Dans l'univers opaque du cyberespace, la frontière séparant les alliés des ennemis s'efface pour ne laisser que des adversaires, mus par des intérêts aussi divers que variés. Tel pourrait être l'enseignement de la longue enquête publiée ce jour par L'Express, qui revient sur l'attaque informatique critique qui a frappé le réseau informatique de l'Élysée et dont l'existence n'a été révélée que cet été.
Car l'origine de la cyberattaque qui a touché le cœur de l'exécutif français n'est pas un lointain pays dictatorial ou une obscure théocratie. Selon l'hebdomadaire, c'est un État de droit séculaire qui est à l'origine de l'agression. Pire, ce sont même les États-Unis, le plus vieil allié de la France, qui ont organisé l'attaque contre les services élyséens, afin d'y dérober une multitude de documents.
Pourquoi l'Amérique s'attaquerait-il à la France, alors qu'il a déjà fort à faire avec tant d'autres pays à travers le monde ? "Vous pouvez être en très bons termes avec un 'pays ami' et vouloir, en même temps, vous assurer de son soutien indéfectible, surtout dans une période de transition politique", explique à L'Express une source proche du dossier, dont l'anonymat a été respecté.

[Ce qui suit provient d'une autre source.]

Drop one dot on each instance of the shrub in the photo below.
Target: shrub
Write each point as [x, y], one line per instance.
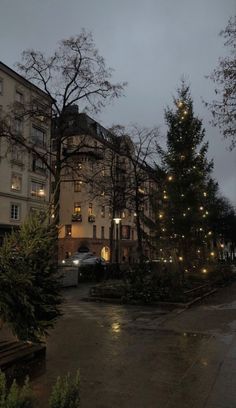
[16, 396]
[65, 393]
[29, 283]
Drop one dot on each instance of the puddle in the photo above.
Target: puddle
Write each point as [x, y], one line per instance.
[224, 306]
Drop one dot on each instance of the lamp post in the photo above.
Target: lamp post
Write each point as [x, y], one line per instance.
[117, 222]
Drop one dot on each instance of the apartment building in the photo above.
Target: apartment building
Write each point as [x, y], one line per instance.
[94, 191]
[24, 180]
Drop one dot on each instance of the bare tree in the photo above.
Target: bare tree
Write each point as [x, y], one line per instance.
[138, 149]
[74, 74]
[223, 108]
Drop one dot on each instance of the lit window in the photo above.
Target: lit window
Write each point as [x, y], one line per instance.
[37, 189]
[38, 136]
[19, 97]
[16, 182]
[18, 125]
[77, 207]
[68, 230]
[38, 166]
[15, 212]
[125, 232]
[77, 186]
[103, 211]
[90, 209]
[17, 154]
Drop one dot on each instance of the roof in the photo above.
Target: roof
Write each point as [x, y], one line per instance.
[5, 68]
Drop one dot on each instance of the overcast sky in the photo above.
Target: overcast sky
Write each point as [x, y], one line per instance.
[150, 44]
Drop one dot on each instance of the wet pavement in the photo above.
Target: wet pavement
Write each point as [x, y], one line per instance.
[145, 357]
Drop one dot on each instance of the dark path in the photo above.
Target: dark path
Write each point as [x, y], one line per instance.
[143, 357]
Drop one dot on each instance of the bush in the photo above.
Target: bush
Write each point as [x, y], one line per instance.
[149, 283]
[16, 396]
[29, 283]
[65, 393]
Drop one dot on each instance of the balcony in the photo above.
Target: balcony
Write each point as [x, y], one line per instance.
[76, 217]
[91, 218]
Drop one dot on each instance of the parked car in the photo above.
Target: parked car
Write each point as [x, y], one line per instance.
[77, 258]
[93, 260]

Dans cette affaire, c'est la naïveté des employés de l'Élysée qui est regrettable. D'après L'Express, les assaillants ont simplement fait de l'ingénierie sociale (se faire passer pour des amis sur Facebook) et mis en place une fausse page web de l'intranet du palais présidentiel pour hameçonner les identifiants et les mots de passe. En les incitant par message privé à s'y connecter, ils ont ainsi pu récupérer les données.
Difficile de faire plus simple. En revanche, la seconde partie de la cyberattaque a mis en œuvre des programmes plus complexes, avec l'emploi d'un code malveillant utilisant les mêmes fonctionnalités qu'un ver informatique extrêmement puissant, baptisé Flame. Ce ver aurait été développé conjointement par les USA et Israël afin d'affecter le développement nucléaire de l'Iran.

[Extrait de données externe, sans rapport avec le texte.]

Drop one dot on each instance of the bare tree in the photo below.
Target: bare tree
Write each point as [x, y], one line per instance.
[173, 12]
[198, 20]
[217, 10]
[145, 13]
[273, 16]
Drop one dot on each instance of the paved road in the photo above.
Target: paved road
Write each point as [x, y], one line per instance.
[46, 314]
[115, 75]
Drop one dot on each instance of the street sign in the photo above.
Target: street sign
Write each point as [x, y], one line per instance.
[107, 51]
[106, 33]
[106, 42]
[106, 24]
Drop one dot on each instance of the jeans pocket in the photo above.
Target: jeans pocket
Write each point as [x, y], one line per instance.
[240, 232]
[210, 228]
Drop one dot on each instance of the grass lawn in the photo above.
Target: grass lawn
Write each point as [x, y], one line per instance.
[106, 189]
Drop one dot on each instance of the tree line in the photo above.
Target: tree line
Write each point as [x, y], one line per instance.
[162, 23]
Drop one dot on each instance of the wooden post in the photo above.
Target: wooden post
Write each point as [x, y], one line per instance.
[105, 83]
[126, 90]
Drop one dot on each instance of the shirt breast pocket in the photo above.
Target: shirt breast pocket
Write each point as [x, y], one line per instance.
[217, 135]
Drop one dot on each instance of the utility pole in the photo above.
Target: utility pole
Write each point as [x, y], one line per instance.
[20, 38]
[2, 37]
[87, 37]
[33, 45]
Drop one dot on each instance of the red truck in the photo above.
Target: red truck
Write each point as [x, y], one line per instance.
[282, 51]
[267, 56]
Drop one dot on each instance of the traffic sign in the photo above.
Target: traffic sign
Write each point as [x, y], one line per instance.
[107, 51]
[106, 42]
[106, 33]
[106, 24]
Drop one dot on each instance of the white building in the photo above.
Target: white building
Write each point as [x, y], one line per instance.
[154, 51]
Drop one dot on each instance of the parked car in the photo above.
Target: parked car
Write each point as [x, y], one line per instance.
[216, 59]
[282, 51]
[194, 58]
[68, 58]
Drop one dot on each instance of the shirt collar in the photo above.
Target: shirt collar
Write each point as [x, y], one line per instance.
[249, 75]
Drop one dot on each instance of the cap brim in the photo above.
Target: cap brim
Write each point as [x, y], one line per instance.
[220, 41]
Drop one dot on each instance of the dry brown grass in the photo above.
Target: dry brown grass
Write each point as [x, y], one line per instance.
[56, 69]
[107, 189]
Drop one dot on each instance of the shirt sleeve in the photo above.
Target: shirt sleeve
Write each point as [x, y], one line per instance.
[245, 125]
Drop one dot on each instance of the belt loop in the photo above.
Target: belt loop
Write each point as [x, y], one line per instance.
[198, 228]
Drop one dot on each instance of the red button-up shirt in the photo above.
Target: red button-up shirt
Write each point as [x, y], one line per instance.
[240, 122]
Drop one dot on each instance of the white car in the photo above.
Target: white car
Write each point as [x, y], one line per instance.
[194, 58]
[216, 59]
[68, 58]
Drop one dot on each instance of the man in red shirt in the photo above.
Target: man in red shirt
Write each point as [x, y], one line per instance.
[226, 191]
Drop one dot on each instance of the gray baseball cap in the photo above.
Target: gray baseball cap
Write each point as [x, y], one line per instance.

Parmi les victimes du ver informatique se trouve Xavier Musca, secrétaire général de la présidence de la République française du 27 février 2011 au 15 mai 2012. Peu d'ordinateurs auraient été touchés, mais cela a tout de même permis aux USA de récupérer "des notes secrètes […] sur des disques durs, mais aussi des plans stratégiques". Nicolas Sarkozy, peu féru d'informatique, n'a pas été touché.
Ni l'Élysée ni l'ANSSI n'ont commenté l'article de L'Express. Mais vu la complexité de l'attaque, l'ANSSI ayant mis plusieurs jours à nettoyer le réseau informatique du palais présidentiel, seule une poigne de nations avait la capacité de mettre en place une telle attaque : la Chine, la Russie, Israël, certains pays européens… et bien sûr les États-Unis.